Von der Notgemeinschaft zum Familienunternehmen

Jens Panse Pressestelle
Universität Erfurt

    Ringvorlesung zum sozialen Gestaltwandel ostdeutscher Industriebetriebe nach der Wende

    Der Ausdruck "Notgemeinschaft" wurde kurz nach der Wende geprägt, um die aus dem Mangel der Planwirtschaft resultierenden, in Kollegialitäts- und Freundschaftsbeziehungen eingebetteten informellen Tauschbeziehungen auf den Begriff zu bringen. Die Soziologin Dr. Katharina Bluhm will ihn in ihrer Ringvorlesung am kommenden Dienstag (19.6.2007) nutzen, um einen historischen Bogen über verschiedene betriebliche Sozialverfassungen zu schlagen.
    "Die als Endpunkt gesetzten Familienunternehmen suggerieren mit Absicht ein Ankommen in mittelständischen 'Normalstrukturen', das vor dem Hintergrund des abrupten Systemwechsels keineswegs selbstverständlich ist", so Bluhm. Empirische Befunde zeigten, dass ostdeutsche Eigentümer die nach der Wende größtenteils neu entstandenen Firmen innerhalb der Familie weitergeben wollen (wie ihre westdeutschen Pendants) und dafür auch keine größeren Hindernisse sehen. Gleichzeitig falle der Generationswechsel in der Unternehmensführung mit Herausforderungen zusammen, die ohne einen neuerlichen sozialen Gestaltwandel nicht bewältigt werden könnten. "Deren Misslingen könnte die wirtschaftlich konsolidierte Industriestruktur in den neuen Bundesländern am Ende doch noch gefährden", befürchtet die Wissenschaftlerin von der Uni Jena. "Diese Herausforderungen sind eng mit den demographischen Schrumpfungsprozessen verknüpft, die noch einmal eine zugespitzte, Ostdeutschland übergreifende Problemlage schaffen und eine doppelte Lücke reißen: Auf der Ebene der Facharbeiter, die mit den Unternehmensgründern alt werden, und bei den akademischen Fach- und Führungskräften, die zwar in den neuen Bundesländern studieren, dann aber abwandern". Die betriebliche Sozialverfassung nach der Wende sei von einem "Überlebenspakt" geprägt, der langfristige Beschäftigungssicherheit mit niedrigen Löhnen und Gehältern sowie hoher Flexibilität und Arbeitsbelastung kombiniere. "Die in diesem Pakt enthaltenen ,Angebote' der Unternehmen an die nächste Generation werden nicht ausreichen, um künftig in der Konkurrenz um die knapperen Humanressourcen bestehen zu können", stellt Bluhm fest.

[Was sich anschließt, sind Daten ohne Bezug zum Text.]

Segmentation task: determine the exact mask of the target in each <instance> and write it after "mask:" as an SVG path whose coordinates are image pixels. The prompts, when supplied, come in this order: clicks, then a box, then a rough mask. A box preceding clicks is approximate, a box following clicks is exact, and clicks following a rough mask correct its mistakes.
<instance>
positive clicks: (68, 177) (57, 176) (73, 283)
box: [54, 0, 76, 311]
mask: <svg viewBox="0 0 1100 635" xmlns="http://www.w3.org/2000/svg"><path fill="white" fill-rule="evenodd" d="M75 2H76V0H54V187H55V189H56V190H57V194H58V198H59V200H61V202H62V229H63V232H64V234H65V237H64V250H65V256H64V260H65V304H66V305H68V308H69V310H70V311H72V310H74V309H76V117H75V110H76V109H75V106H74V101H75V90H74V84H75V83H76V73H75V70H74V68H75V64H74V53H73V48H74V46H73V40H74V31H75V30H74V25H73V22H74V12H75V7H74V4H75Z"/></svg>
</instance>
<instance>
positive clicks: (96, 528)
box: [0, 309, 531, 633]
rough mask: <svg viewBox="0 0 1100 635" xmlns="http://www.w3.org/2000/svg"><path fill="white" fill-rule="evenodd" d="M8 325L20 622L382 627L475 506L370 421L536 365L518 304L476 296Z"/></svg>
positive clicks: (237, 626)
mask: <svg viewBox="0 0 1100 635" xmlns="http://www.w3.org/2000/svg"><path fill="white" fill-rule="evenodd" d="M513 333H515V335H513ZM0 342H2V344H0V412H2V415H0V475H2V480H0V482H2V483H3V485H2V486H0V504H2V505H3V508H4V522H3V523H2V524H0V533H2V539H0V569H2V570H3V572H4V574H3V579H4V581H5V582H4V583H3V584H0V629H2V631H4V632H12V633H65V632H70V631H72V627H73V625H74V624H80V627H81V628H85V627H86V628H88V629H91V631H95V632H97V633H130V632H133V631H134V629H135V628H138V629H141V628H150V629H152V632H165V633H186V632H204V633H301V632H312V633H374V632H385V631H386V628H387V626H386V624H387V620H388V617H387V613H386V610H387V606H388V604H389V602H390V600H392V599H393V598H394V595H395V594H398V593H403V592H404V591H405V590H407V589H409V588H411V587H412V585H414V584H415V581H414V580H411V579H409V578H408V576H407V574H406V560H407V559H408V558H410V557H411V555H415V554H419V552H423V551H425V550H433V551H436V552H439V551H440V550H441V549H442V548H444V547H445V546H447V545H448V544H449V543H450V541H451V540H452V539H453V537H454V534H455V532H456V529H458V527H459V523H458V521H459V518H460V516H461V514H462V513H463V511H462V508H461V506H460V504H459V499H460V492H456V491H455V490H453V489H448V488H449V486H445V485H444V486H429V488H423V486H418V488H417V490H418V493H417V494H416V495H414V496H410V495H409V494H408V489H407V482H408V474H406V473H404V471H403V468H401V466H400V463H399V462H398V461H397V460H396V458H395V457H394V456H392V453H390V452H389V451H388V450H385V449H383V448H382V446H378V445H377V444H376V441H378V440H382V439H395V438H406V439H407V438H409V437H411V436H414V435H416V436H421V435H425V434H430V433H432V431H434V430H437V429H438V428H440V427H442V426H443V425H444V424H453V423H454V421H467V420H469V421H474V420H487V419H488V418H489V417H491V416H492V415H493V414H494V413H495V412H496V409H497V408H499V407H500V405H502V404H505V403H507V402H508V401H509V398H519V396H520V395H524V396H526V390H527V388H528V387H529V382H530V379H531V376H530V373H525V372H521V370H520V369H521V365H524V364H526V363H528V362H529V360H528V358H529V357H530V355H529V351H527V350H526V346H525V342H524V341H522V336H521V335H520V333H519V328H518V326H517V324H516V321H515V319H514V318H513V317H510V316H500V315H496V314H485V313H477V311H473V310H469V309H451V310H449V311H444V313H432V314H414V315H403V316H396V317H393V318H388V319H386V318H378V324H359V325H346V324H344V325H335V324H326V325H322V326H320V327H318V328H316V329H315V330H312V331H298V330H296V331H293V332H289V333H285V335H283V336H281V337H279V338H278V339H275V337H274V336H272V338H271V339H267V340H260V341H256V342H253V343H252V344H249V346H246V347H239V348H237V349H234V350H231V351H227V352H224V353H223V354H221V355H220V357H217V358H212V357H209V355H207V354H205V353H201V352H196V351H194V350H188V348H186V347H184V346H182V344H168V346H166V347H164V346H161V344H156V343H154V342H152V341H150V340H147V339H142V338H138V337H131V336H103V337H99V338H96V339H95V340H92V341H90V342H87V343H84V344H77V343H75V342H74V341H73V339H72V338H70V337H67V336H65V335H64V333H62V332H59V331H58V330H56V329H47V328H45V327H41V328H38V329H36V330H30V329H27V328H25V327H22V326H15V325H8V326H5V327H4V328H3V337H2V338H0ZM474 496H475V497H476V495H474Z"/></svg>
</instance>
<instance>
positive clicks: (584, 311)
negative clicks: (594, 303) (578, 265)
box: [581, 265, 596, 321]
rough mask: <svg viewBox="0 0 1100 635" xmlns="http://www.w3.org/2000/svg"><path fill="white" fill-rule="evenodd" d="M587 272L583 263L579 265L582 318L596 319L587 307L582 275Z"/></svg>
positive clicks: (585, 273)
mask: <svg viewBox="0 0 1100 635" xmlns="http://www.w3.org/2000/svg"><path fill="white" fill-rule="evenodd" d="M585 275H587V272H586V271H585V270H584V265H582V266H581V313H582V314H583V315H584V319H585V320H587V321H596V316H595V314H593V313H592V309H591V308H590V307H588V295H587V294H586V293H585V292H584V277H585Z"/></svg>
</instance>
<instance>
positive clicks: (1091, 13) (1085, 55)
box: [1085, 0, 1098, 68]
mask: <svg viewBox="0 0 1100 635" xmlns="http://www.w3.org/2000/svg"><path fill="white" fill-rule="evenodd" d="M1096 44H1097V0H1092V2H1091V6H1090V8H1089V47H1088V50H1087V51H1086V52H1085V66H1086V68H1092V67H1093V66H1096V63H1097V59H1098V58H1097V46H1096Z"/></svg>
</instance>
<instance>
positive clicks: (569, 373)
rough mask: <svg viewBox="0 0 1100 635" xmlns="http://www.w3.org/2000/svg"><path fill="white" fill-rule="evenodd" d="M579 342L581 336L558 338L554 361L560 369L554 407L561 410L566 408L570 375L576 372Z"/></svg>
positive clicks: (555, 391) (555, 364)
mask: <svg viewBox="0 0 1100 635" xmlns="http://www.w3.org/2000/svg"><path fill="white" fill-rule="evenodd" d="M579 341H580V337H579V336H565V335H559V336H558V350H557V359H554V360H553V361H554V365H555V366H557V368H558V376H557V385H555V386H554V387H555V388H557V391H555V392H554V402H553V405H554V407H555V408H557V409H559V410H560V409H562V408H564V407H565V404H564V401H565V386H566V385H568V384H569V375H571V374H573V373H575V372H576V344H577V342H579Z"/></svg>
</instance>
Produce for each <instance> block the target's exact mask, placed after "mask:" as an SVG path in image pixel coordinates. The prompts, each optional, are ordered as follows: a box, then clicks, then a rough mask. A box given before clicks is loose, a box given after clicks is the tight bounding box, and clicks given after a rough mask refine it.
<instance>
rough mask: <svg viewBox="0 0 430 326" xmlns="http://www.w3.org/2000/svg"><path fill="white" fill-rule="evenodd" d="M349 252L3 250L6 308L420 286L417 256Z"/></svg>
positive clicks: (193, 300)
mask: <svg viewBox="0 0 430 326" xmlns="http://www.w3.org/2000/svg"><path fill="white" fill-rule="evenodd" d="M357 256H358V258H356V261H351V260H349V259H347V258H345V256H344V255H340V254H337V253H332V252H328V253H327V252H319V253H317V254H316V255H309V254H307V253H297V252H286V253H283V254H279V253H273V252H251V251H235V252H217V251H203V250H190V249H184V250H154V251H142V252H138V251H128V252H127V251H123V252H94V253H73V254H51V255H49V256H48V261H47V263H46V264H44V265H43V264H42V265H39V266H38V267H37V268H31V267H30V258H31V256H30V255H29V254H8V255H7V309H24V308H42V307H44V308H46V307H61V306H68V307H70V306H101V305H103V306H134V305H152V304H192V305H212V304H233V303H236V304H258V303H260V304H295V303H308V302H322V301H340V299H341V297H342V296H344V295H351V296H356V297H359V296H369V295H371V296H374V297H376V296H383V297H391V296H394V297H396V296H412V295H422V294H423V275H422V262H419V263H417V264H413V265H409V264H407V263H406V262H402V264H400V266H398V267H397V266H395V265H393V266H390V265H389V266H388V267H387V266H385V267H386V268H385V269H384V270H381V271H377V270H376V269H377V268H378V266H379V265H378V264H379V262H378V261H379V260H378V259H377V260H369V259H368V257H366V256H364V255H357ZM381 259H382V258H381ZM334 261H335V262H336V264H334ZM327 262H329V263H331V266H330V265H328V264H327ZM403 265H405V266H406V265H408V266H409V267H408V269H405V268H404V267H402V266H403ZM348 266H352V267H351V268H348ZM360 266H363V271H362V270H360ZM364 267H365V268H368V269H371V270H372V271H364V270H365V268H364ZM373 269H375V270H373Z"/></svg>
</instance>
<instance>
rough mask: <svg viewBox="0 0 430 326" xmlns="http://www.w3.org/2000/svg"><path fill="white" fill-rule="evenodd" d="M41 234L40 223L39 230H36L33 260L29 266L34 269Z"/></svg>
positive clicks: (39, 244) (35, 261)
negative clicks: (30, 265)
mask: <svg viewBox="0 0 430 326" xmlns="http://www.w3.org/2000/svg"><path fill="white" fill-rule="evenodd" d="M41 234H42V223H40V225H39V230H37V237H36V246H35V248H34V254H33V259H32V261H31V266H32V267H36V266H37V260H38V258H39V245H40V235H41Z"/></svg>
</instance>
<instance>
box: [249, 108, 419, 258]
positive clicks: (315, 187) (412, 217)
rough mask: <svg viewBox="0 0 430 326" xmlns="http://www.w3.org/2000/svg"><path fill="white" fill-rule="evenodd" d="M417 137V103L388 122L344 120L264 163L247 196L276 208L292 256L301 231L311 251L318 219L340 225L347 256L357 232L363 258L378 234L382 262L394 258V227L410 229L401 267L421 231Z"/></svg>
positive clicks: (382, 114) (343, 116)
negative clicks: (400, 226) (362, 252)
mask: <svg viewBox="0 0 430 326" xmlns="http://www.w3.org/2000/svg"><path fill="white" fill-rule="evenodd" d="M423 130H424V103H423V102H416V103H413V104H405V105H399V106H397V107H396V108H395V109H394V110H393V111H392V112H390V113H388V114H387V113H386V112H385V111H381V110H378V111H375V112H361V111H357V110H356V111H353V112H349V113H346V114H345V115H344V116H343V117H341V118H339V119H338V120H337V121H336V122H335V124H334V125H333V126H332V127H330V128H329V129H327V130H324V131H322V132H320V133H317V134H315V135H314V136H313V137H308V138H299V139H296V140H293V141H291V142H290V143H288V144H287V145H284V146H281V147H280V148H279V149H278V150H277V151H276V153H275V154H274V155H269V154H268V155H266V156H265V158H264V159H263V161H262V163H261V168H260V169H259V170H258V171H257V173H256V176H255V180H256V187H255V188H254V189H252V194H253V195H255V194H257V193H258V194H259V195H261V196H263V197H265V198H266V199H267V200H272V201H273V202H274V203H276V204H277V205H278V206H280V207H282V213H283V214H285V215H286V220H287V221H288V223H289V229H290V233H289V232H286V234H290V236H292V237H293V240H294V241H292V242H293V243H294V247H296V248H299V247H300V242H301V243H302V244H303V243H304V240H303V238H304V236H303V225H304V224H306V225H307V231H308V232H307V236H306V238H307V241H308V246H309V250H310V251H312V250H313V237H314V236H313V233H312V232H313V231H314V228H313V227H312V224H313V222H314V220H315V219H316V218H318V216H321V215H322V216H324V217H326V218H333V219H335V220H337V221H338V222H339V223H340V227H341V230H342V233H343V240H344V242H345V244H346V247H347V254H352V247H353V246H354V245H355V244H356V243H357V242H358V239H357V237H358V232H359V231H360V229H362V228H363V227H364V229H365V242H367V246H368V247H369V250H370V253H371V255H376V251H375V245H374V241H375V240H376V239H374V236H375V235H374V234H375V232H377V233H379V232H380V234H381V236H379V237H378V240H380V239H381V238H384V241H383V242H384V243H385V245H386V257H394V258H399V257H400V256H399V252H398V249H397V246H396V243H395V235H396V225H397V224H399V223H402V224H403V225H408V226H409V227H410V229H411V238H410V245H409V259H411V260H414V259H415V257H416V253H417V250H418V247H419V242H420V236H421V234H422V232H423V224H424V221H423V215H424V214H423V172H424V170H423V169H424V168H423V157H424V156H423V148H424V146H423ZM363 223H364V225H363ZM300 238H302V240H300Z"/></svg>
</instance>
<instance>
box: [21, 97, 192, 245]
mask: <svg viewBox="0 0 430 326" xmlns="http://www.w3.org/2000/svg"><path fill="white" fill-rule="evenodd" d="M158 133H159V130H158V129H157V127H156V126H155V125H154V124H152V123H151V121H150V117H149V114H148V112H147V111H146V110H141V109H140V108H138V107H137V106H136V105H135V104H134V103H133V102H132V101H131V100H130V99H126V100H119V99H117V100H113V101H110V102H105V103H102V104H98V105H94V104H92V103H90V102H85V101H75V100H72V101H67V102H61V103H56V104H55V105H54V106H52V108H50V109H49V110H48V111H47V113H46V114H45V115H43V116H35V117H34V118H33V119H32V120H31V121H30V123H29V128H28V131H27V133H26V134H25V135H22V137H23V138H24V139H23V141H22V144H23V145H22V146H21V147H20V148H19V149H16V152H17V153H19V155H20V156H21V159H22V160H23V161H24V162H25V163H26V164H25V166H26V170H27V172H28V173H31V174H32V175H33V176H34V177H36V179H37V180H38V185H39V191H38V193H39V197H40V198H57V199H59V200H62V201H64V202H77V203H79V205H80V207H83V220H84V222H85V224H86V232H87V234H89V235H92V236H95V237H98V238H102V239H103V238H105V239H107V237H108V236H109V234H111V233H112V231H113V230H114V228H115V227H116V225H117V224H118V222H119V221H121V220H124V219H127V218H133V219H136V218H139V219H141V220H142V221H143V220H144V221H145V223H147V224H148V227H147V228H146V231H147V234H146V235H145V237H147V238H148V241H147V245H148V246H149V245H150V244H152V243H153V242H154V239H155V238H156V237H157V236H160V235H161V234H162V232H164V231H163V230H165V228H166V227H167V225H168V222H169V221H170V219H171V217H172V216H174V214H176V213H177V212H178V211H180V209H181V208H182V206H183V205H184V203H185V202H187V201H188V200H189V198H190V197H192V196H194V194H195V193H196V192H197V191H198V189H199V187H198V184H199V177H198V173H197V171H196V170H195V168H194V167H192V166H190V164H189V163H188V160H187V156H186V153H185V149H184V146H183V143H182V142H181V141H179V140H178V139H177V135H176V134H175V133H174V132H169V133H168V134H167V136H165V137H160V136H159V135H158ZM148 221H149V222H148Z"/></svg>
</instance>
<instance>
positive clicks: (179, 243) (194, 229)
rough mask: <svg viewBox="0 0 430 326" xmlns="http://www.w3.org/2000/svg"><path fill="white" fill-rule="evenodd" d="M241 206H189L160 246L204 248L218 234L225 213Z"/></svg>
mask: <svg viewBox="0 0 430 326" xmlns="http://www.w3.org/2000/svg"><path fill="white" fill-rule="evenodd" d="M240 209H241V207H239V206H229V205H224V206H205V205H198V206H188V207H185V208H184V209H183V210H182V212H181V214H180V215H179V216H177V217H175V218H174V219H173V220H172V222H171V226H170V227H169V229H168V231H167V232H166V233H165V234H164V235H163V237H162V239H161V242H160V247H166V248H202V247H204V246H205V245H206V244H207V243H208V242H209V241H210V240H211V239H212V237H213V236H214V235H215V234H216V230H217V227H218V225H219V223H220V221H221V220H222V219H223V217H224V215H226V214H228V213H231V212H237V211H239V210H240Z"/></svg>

    Privatdozentin Dr. Katharina Bluhm, geboren in Leipzig, ist seit 1997 am Institut für Soziologie der Friedrich-Schiller-Universität in Jena, zunächst als wissenschaftliche Mitarbeiterin, später als wissenschaftliche Assistentin und z.Z. als Oberassistentin. 1999/2000 war sie Gastforscherin am Minda de Gunzburg Center for European Studies der Harvard University und von 1994 bis Ende 1996 Postdoktorandin der Max-Planck-Gesellschaft zur Förderung der Wissenschaften. Sie studierte und promovierte an der Humboldt-Universität zu Berlin. Ihre Forschungsschwerpunkte sind die Organisations- und Wirtschaftssoziologie, die Transformation in den neuen Bundesländern und Mittelosteuropa und der Wandel von Managementkonzepten im Kontext der Globalisierung.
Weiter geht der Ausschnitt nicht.